Change comes to Brussels with Jean-Claude Juncker
It is only day four of the new European Commission and Brussels crackles with expectation. The Commission President Jean-Claude Juncker is blunt, abrasive and unafraid of a fight.
Compared with his predecessor he is unplugged. And the European press is revelling in the air of unpredictability.
He has already scrapped with two prime ministers, Matteo Renzi and David Cameron.
The cause of the row is the demand for a budget surcharge from both countries. In the case of the UK it amounts to £1.7bn (€2.1bn).
It has infuriated both London and Rome and Mr Renzi snarled at the bureaucrats and their "palaces" in Brussels.
Mr Juncker did not like the comments and, unlike other presidents before him, spoke his mind. "I am not the leader of the gang of bureaucrats," he told the Italian PM.
Mr Renzi did not like the criticism and replied, "I insist on respect", which in Brussels is being referred to as the Godfather response.
Mr Juncker also disliked the display of anger by David Cameron who thumped the lectern and said the surcharge was not only "unacceptable" but he would not pay it on 1 December.
Mr Juncker was not coded about this either.
He did not like the way certain prime ministers were behaving and, addressing Mr Cameron directly, said: "You are presenting things in a way that is not correct."
And then, at his first press conference, Mr Juncker threw in another jab.
"I don't have a problem with Mr Cameron," he said. "Mr Cameron has a problem with the other prime ministers." Commission presidents are rarely this blunt.
So Mr Juncker has set himself up as a man who doesn't tremble before prime ministers. The key word with him is "politician". He puts great store by the fact that he was elected.
Leave aside the fact that only around 5% of the EU electorate either knew they were voting for a Commission president or allowed it to influence the way they voted, Mr Juncker believes his election gives his Commission much greater legitimacy.
So he is sending out a signal. It amounts to: "Don't push me around, I have a democratic mandate. If your criticism is unjustified you'll be hearing from me."
An early test will be this argument over the budget surcharge.
Mr Juncker's instinct is that countries should abide by rules they had agreed to.
Then there is the reality of politics.
The row has already prompted numerous meetings in Brussels. The British have been in close contact with the Italians, the Dutch and the Greeks. They all are set to pay more.
The search is on for a compromise. Certainly there has been discussion about changing the rules to allow for interest-free instalments paid over a much longer period.
The Prime Minister's office has reiterated that the issue is not just about a timeframe for payment but the scale of the bill.
Politically David Cameron will need to see that figure come down.
The matter will dominate the meeting of European finance ministers on Friday. The expectation is that the UK will end up paying a substantial surcharge but over a longer period.
From some countries there are dark mutterings about re-examining the British rebate. For the new Commission and the finance ministers this will provide an early challenge to the willingness to compromise.

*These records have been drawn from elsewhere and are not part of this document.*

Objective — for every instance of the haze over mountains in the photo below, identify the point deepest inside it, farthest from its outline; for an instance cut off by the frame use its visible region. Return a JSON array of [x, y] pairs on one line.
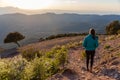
[[41, 25]]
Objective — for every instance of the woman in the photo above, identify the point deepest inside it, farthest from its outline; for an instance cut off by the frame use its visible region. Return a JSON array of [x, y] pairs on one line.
[[90, 43]]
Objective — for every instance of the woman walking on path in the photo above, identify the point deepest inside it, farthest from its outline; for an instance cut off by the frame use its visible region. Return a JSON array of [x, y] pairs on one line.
[[90, 44]]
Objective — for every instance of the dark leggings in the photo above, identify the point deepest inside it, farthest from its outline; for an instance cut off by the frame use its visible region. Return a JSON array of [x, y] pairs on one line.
[[90, 58]]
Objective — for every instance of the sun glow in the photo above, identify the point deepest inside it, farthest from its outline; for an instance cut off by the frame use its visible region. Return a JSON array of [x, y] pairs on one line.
[[30, 4]]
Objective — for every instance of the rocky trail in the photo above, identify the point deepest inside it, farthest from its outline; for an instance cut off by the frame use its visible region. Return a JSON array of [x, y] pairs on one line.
[[106, 64]]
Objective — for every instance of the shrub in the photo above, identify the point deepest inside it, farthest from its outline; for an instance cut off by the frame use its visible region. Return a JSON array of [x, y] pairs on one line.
[[12, 70], [61, 56], [31, 53], [83, 54], [107, 46], [14, 38]]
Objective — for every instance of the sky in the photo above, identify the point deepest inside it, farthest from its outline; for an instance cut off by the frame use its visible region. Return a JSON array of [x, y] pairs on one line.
[[78, 5]]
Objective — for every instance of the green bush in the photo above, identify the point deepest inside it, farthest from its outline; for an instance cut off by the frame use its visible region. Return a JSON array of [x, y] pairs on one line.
[[61, 56], [107, 46], [31, 53], [113, 27]]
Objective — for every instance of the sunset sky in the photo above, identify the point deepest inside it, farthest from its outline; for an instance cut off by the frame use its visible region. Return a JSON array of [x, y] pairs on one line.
[[79, 5]]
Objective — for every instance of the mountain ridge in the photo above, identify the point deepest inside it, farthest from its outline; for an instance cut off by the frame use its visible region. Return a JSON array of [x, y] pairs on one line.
[[41, 25]]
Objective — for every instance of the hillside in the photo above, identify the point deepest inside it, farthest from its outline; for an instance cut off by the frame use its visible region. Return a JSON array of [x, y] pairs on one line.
[[42, 25], [106, 67]]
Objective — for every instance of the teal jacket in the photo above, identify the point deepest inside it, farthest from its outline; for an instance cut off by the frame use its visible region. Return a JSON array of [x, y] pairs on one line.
[[89, 43]]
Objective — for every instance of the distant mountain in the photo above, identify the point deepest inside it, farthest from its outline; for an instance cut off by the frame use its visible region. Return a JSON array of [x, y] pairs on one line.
[[34, 26], [11, 10]]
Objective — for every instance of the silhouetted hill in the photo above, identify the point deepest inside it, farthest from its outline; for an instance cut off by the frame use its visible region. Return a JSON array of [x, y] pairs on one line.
[[35, 26]]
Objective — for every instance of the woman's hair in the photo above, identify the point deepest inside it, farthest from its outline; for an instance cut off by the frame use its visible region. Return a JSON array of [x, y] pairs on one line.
[[92, 32]]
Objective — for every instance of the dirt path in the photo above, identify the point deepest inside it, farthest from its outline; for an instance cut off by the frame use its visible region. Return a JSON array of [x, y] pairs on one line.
[[104, 68]]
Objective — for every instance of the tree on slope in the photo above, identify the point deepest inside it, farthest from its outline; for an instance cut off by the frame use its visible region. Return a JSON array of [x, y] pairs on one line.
[[14, 37]]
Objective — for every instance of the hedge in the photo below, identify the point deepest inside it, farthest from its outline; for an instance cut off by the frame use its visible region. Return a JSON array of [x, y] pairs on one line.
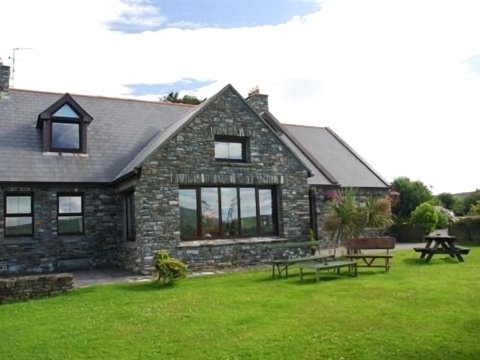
[[409, 233], [466, 229]]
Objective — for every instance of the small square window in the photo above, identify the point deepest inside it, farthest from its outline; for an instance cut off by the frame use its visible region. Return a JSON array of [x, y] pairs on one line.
[[65, 136], [230, 148], [18, 217], [70, 214]]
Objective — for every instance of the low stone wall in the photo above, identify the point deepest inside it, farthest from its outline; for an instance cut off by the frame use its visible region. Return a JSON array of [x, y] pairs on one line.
[[203, 255], [34, 286]]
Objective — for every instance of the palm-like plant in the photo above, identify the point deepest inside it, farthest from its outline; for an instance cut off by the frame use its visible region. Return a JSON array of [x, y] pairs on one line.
[[348, 218]]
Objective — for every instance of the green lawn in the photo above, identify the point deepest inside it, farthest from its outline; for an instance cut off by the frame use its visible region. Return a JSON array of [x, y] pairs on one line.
[[417, 310]]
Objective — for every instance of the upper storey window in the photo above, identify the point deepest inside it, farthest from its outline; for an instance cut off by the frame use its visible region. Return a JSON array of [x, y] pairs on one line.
[[230, 148], [64, 126], [66, 129]]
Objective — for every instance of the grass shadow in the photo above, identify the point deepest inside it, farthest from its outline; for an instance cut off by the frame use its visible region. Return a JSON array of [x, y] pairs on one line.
[[146, 286], [436, 260]]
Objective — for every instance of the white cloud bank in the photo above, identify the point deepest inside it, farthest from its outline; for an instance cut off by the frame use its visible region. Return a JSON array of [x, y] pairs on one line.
[[393, 78]]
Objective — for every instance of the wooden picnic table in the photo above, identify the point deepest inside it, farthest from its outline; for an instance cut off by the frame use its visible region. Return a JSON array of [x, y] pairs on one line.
[[441, 244]]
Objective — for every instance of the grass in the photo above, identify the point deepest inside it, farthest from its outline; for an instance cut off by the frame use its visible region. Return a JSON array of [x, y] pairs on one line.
[[416, 311]]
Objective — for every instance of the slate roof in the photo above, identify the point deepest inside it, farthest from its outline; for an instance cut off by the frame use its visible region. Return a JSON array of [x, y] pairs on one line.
[[347, 167], [120, 129], [125, 132]]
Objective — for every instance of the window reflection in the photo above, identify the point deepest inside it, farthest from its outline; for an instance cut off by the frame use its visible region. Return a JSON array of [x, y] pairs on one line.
[[188, 212], [266, 211], [229, 211], [208, 212], [210, 220], [248, 211]]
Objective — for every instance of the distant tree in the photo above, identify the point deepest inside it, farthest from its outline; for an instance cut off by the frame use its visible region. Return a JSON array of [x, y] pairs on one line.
[[446, 200], [470, 200], [426, 216], [412, 194], [187, 99], [475, 209]]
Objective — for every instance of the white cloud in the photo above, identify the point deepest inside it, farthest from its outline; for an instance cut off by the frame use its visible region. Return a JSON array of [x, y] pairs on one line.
[[390, 77]]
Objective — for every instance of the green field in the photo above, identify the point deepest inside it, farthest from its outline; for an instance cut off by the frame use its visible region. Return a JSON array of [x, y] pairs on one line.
[[416, 311]]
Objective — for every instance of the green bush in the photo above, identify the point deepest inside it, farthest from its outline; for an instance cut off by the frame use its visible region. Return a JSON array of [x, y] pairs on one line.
[[407, 232], [426, 216], [466, 229], [168, 268]]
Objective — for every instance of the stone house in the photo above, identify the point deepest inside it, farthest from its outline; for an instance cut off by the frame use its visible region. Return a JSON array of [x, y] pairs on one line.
[[93, 181]]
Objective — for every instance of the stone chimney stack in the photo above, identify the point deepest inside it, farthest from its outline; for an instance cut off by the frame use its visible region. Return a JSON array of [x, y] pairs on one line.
[[259, 102], [4, 79]]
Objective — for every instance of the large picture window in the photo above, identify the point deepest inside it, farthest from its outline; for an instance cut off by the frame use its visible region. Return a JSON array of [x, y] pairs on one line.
[[18, 211], [211, 212], [70, 214]]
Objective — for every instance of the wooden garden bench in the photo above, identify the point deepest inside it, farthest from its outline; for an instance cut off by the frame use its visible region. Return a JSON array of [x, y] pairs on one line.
[[284, 255], [325, 265], [355, 247]]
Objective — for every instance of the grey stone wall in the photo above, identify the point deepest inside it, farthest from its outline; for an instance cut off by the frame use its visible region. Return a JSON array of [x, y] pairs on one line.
[[188, 158], [34, 286], [46, 251], [4, 79]]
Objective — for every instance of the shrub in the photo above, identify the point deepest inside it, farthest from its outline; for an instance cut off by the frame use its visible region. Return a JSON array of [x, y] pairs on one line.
[[348, 217], [168, 268], [466, 229], [426, 216]]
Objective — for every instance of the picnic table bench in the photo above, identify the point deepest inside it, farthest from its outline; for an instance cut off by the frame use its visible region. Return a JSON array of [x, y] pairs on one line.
[[284, 255], [355, 246], [441, 244], [325, 265]]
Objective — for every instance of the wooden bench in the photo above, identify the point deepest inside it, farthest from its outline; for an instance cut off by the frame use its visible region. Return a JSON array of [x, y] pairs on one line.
[[355, 246], [284, 255], [325, 265]]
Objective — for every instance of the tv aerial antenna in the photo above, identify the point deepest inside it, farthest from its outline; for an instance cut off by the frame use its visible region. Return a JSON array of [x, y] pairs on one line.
[[12, 78]]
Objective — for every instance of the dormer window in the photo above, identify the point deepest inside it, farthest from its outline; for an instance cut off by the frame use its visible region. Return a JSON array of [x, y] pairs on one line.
[[64, 126]]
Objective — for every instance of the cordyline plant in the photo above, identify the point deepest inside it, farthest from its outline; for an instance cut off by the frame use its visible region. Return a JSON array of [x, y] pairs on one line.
[[348, 217]]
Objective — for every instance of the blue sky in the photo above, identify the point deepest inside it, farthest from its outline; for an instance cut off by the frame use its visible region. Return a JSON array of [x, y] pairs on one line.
[[152, 15], [398, 80]]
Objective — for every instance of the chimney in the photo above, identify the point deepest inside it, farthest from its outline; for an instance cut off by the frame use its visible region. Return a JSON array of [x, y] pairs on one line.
[[4, 79], [257, 101]]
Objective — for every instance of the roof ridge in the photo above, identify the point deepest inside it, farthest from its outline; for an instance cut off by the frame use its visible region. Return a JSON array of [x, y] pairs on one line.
[[310, 126], [157, 140]]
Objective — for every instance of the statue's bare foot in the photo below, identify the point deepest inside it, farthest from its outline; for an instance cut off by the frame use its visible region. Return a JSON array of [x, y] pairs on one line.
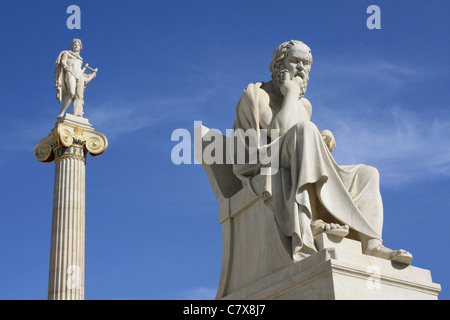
[[380, 251], [319, 226]]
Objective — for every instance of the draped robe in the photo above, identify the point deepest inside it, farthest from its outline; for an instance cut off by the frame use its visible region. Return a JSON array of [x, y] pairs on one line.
[[309, 184]]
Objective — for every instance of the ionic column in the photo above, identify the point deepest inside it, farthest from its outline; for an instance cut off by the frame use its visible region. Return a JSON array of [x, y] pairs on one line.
[[67, 145]]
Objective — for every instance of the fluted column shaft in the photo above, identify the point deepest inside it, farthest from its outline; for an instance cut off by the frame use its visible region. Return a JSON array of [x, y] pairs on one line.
[[67, 145], [66, 276]]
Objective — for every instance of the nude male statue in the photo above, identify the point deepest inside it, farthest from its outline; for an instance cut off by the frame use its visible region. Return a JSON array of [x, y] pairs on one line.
[[70, 79], [310, 193]]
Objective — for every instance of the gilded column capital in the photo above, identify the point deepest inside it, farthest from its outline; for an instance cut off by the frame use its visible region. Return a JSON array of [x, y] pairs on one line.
[[70, 140]]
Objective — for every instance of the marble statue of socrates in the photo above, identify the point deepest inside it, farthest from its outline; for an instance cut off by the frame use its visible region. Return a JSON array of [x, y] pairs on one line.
[[70, 79], [310, 193]]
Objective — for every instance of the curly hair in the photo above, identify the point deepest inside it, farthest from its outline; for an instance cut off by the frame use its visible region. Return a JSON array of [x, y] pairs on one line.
[[280, 53]]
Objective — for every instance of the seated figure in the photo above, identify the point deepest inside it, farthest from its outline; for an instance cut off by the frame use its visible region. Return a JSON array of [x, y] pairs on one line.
[[308, 193]]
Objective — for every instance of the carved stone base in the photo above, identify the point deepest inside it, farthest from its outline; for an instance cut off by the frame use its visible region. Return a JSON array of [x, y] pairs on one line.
[[340, 274]]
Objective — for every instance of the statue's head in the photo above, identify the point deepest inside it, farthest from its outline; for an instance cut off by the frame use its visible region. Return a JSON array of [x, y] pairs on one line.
[[76, 45], [295, 57]]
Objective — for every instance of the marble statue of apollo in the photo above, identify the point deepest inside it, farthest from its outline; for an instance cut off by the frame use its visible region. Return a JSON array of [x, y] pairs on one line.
[[70, 79]]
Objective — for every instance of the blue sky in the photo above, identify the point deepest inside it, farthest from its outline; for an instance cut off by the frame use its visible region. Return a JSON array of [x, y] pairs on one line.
[[152, 228]]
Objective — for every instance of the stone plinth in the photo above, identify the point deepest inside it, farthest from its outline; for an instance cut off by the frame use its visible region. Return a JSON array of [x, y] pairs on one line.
[[67, 145]]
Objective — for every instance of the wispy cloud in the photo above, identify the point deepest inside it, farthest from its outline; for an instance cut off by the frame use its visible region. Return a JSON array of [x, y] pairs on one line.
[[405, 143], [200, 293]]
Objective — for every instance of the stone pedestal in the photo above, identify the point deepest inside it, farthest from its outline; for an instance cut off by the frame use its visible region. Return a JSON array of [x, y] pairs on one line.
[[67, 145]]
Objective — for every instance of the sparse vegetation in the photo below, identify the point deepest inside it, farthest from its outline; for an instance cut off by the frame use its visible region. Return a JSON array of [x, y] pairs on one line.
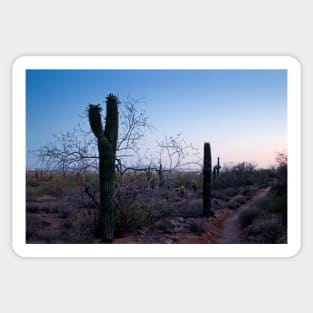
[[161, 202]]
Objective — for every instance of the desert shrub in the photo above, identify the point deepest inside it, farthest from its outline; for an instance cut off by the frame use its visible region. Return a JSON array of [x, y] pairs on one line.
[[248, 190], [137, 215], [241, 199], [279, 205], [164, 225], [264, 232], [248, 216], [83, 225], [180, 191], [232, 205], [194, 185], [199, 226]]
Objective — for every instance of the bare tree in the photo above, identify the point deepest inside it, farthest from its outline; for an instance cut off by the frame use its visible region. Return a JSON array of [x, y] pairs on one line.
[[76, 150]]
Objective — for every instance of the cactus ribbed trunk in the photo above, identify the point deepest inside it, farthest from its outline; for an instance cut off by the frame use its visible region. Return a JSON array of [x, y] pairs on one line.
[[218, 168], [207, 179], [107, 142]]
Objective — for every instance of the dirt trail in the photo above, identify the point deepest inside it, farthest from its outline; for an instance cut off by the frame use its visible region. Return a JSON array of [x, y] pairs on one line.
[[231, 228]]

On Wednesday Jean-Claude Juncker said he had had a "very agreeable week". He was open to a "proper dose of criticism".
Well, a storm blew in quicker than he imagined.
The International Consortium of Investigative Journalists cast its eye over the Duchy of Luxembourg.
It found billions being funnelled through the tiny state as part of what it regarded as huge tax avoidance deals involving hundreds of top global companies. A US treasury official is quoted as saying it was "akin to a magical fairyland".
For 19 years Mr Juncker was the Luxembourg prime minister.
Suddenly, Thursday was more like a Washington briefing.
- "What did the president known and when?"
- The Commission's official spokesman was asked whether Mr Juncker had a credibility problem
- "What if investigations lead to Mr Juncker?"
Well, said the spokesman, Mr Juncker was very serene.
If he was a teenager he would be described as "cool", which was not quite the question being asked.
To be fair, the Commission is already investigating whether these tax arrangements amounted to state aid.
The Luxembourg government insists that the tax rules conformed to international law. And Mr Juncker has made it clear he will not interfere with any investigation.
But the political question remains: what did the president of the European Commission know about tax schemes that potentially deprived European taxpayers of billions of tax receipts?
Honeymoons can be short.
For the moment, the press likes this acerbic figure at the head of the European Commission and his more open staff.
Brussels seems less tight-lipped. And Mr Juncker, once denounced by David Cameron as a "classic Brussels insider", promises interesting and unscripted times.
But Mr Cameron should know, as he contemplates what reforms he will demand of Europe, that in the new president of the Commission he has a wily operator. A politician.